Vint Cerf sinks to new depths of dishonesty and manipulation by
using - and abusing - the format of the IETF RFC draft for making
demagogic personal speeches to spread ISOC lies:


> Informational Comment
> Vint Cerf
> Internet Draft
> Internet Society
> Document: draft-isoc-internet-for-everyone-00.txt
> April 1999
> Category: Informational
> 
> The Internet is for Everyone
> 
> Status of this Memo
> 
> This document is an Internet-Draft and is in full conformance with
> all provisions of Section 10 of RFC2026 [1]. Internet-Drafts are
> working documents of the Internet Engineering Task Force (IETF), its
> areas, and its working groups. Note that other groups may also
> distribute working documents as Internet-Drafts. Internet-Drafts are
> draft documents valid for a maximum of six months and may be
> updated, replaced, or obsoleted by other documents at any time. It
> is inappropriate to use Internet-Drafts as reference material or to
> cite them other than as "work in progress."
> 
> The list of current Internet-Drafts can be accessed at
> http://www.ietf.org/ietf/1id-abstracts.txt
> 
> The list of Internet-Draft Shadow Directories can be accessed at
> http://www.ietf.org/shadow.html.
> 
> 1. Abstract
> 
> The Internet really is for everyone. However, it will only be such
> if we make it so.
> 
> 2. The Internet is for everyone
> 
> The Internet is for everyone!
> 
> How easy to say -  how hard to achieve!
> 
> Where are we in achieving this noble objective?

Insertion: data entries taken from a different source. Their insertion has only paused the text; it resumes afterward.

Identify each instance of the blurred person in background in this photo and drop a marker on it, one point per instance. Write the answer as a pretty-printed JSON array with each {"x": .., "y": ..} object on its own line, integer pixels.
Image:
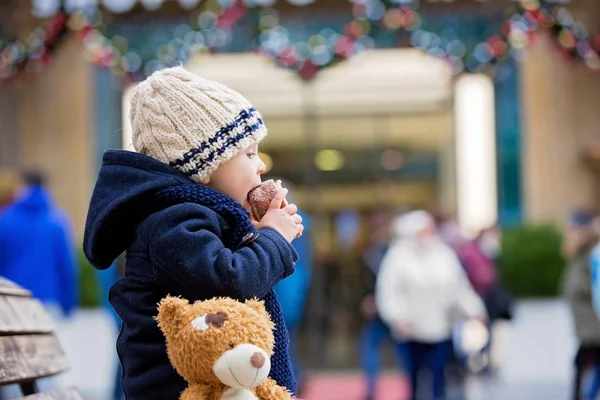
[
  {"x": 107, "y": 278},
  {"x": 375, "y": 332},
  {"x": 580, "y": 239},
  {"x": 479, "y": 257},
  {"x": 292, "y": 291},
  {"x": 8, "y": 188},
  {"x": 36, "y": 247},
  {"x": 420, "y": 289}
]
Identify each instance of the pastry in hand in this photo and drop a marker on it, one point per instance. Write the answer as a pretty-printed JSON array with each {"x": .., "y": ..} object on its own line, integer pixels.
[{"x": 260, "y": 198}]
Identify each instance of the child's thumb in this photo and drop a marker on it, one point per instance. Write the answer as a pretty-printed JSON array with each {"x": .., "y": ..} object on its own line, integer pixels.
[{"x": 278, "y": 199}]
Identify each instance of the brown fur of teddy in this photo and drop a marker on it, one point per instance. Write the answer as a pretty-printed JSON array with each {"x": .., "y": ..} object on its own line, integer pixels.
[{"x": 193, "y": 352}]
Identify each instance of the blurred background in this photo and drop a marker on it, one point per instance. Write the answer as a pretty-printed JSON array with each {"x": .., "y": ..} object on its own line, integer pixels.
[{"x": 483, "y": 113}]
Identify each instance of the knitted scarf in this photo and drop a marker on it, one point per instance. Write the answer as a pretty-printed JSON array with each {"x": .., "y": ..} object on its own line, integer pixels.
[{"x": 239, "y": 224}]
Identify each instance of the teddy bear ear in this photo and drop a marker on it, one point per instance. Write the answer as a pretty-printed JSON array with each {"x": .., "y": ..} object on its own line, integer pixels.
[
  {"x": 170, "y": 311},
  {"x": 257, "y": 305}
]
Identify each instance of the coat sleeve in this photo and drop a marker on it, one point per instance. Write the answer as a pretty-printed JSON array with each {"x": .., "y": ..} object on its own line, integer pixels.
[
  {"x": 187, "y": 252},
  {"x": 389, "y": 290}
]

Nowhere, Mr. Cerf, so long as you and ISOC continue to trick people
into thinking that you have the interests of everyone at heart, when
the truth is that you're only interested in yourself and your
buddies on the ISOC board.

> The Internet can facilitate democratic practices in unexpected ways.
> Did you know that proxy voting for stock shareholders is now
> commonly supported on the Internet?

So why didn't you let the ISOC members in Latin America and
elsewhere who were unable to vote, because you didn't send them
ballots, vote via the Internet for their candidates?

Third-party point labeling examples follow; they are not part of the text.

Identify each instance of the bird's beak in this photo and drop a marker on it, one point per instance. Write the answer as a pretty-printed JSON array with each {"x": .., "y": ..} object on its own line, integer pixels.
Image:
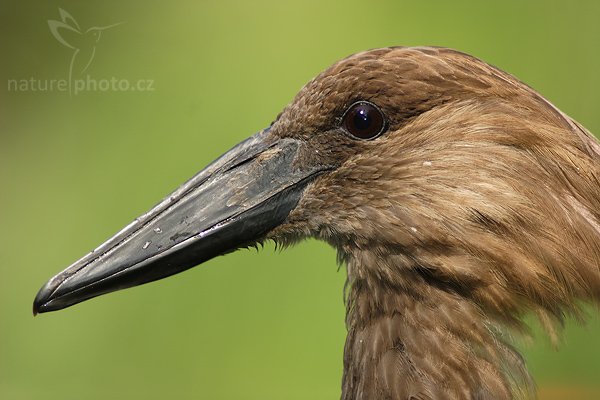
[{"x": 233, "y": 202}]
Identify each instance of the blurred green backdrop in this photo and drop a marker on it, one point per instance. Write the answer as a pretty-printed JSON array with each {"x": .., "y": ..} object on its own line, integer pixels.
[{"x": 76, "y": 168}]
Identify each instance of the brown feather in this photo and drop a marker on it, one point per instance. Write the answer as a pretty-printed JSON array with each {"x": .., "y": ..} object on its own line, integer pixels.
[{"x": 480, "y": 204}]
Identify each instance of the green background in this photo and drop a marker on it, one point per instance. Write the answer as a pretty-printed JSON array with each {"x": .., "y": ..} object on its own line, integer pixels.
[{"x": 75, "y": 169}]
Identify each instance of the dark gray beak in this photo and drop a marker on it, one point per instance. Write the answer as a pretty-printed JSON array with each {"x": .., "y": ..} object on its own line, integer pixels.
[{"x": 234, "y": 202}]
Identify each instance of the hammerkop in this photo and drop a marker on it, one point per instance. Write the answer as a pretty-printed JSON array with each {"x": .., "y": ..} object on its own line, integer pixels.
[{"x": 459, "y": 199}]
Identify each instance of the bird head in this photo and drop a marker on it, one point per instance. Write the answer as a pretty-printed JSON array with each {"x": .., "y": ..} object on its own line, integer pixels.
[{"x": 417, "y": 164}]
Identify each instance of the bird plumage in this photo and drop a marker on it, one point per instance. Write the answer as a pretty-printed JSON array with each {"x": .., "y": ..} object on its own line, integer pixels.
[
  {"x": 480, "y": 204},
  {"x": 477, "y": 205}
]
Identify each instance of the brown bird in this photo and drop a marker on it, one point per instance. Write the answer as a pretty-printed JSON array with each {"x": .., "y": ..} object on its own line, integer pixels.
[{"x": 459, "y": 199}]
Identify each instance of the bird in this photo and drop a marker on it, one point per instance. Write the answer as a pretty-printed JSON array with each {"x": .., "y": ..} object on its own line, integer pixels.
[
  {"x": 458, "y": 198},
  {"x": 82, "y": 42}
]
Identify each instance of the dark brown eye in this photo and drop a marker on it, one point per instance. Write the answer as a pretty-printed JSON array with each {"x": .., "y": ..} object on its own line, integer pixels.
[{"x": 364, "y": 120}]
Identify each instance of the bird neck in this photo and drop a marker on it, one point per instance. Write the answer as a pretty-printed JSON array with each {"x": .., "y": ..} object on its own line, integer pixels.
[{"x": 413, "y": 337}]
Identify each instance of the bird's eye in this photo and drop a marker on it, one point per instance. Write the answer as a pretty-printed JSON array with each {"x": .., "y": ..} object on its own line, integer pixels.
[{"x": 363, "y": 120}]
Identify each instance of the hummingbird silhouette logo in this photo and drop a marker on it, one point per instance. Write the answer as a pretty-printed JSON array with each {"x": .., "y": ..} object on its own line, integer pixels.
[{"x": 83, "y": 43}]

> The Internet is becoming the repository of all we have accomplished
> as a society. It is becoming a kind of disorganized Boswell of the
> human spirit. Be thoughtful in what you commit to email, news
> groups, and other media - it may well turn up in a web search some
> day.

You should have thought of that before you sent this paean to your
own godliness, cloaked as an Internet draft. The future web
searchers will have a good laugh.

> The Internet is moving off the planet! Already, interplanetary
> Internet is part of the NASA Mars mission program now underway at
> the Jet Propulsion Laboratory. By 2008 we should have a well-
> functioning Earth-Mars network that serves as a nascent backbone of
> an interplanetary system of Internets - InterPlaNet is a network of
> Internets! Ultimately, we will have interplanetary Internet relays
> in polar solar orbit so that they can see most of the planets and
> their interplanetary gateways for most if not all of the time.

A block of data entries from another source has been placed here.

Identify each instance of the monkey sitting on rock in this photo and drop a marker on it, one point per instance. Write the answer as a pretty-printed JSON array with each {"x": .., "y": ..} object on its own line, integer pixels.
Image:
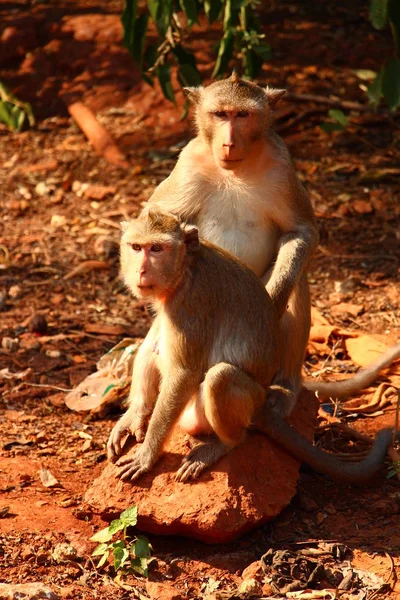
[{"x": 217, "y": 349}]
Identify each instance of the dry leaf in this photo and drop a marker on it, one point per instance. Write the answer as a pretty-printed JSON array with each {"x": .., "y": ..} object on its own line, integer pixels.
[
  {"x": 317, "y": 318},
  {"x": 347, "y": 308},
  {"x": 365, "y": 349},
  {"x": 47, "y": 478}
]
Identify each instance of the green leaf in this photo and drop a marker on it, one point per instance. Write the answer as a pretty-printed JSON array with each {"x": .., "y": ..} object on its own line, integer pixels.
[
  {"x": 100, "y": 550},
  {"x": 263, "y": 50},
  {"x": 365, "y": 74},
  {"x": 378, "y": 13},
  {"x": 374, "y": 90},
  {"x": 142, "y": 547},
  {"x": 161, "y": 11},
  {"x": 150, "y": 57},
  {"x": 139, "y": 36},
  {"x": 108, "y": 388},
  {"x": 121, "y": 555},
  {"x": 252, "y": 63},
  {"x": 339, "y": 116},
  {"x": 190, "y": 8},
  {"x": 129, "y": 516},
  {"x": 115, "y": 526},
  {"x": 19, "y": 118},
  {"x": 188, "y": 76},
  {"x": 391, "y": 83},
  {"x": 102, "y": 536},
  {"x": 237, "y": 4},
  {"x": 5, "y": 116},
  {"x": 128, "y": 19},
  {"x": 183, "y": 56},
  {"x": 140, "y": 566},
  {"x": 225, "y": 52},
  {"x": 155, "y": 9},
  {"x": 212, "y": 9},
  {"x": 103, "y": 560},
  {"x": 394, "y": 21},
  {"x": 164, "y": 77}
]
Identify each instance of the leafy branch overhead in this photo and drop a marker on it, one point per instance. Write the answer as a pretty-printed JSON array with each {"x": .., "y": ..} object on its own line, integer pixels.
[
  {"x": 156, "y": 51},
  {"x": 387, "y": 82}
]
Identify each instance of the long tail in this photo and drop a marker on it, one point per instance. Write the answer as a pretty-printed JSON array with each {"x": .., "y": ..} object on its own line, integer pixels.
[
  {"x": 354, "y": 473},
  {"x": 361, "y": 380}
]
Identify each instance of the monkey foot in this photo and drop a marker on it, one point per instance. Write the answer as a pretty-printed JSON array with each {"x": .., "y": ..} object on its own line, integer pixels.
[
  {"x": 133, "y": 467},
  {"x": 201, "y": 457},
  {"x": 190, "y": 469}
]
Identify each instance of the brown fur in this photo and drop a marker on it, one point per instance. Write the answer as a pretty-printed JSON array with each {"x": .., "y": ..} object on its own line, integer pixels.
[{"x": 211, "y": 354}]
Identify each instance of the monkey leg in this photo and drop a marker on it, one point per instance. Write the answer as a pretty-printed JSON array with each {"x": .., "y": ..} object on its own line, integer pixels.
[
  {"x": 142, "y": 397},
  {"x": 294, "y": 332},
  {"x": 226, "y": 406}
]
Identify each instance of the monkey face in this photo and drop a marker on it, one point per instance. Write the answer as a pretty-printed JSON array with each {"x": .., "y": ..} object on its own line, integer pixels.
[
  {"x": 153, "y": 252},
  {"x": 234, "y": 135}
]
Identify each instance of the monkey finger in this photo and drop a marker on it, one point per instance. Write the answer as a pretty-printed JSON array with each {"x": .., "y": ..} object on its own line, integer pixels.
[
  {"x": 189, "y": 470},
  {"x": 132, "y": 470},
  {"x": 116, "y": 441}
]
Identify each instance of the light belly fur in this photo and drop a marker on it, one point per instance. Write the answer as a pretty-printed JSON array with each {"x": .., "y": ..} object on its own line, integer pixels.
[{"x": 246, "y": 234}]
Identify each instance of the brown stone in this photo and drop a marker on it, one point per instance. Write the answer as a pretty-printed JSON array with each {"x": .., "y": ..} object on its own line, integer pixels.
[
  {"x": 242, "y": 491},
  {"x": 27, "y": 591},
  {"x": 162, "y": 591}
]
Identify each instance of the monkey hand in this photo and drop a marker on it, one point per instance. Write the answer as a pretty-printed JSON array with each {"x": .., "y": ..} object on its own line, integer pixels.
[
  {"x": 124, "y": 428},
  {"x": 131, "y": 467}
]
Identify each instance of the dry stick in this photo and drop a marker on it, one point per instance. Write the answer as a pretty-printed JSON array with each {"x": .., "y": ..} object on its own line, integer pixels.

ISOC, government of the Universe! Vint Cerf, ruler of space!

> The Internet is for everyone - but it won't be if it isn't
> affordable by all that wish to partake of its services, so we must
> dedicate ourselves to making Internet as affordable as other
> infrastructure so critical to our well being.

You unmitigated hypocrite. You say this, when you and your fake
organization are supporting CORE, the INTA, the ITU, and ICANN
regulation?

> The Internet is for everyone, - but it won't be if Governments
> restrict access to it

No government restriction. Only regulation and restriction by ISOC.

> so we must dedicate ourselves to keeping the
> network unrestricted, unfettered and unregulated. We must have the
> freedom to speak and the freedom to hear.

Who is this "we", Mr. Cerf? You and Don Heath?

> Let us dedicate ourselves to the support of the Internet
> Architecture Board, the Internet Engineering Steering Group, the
> Internet Research Task Force and the Internet Engineering Task Force
> as they drive us forward into an unbounded future.

Unbounded, that is, except by the draconian, anti-user regulation of
ICANN and the U.S. Department of Commerce.

> Let us dedicate ourselves to the creation of a
> global legal framework in which laws work across national boundaries
> to reinforce the upward spiral of value that Internet is capable of
> creating.

And make ISOC rich, by creating a world government that puts money
into ISOC's coffers via the ISOC-controlled ICANN regulator.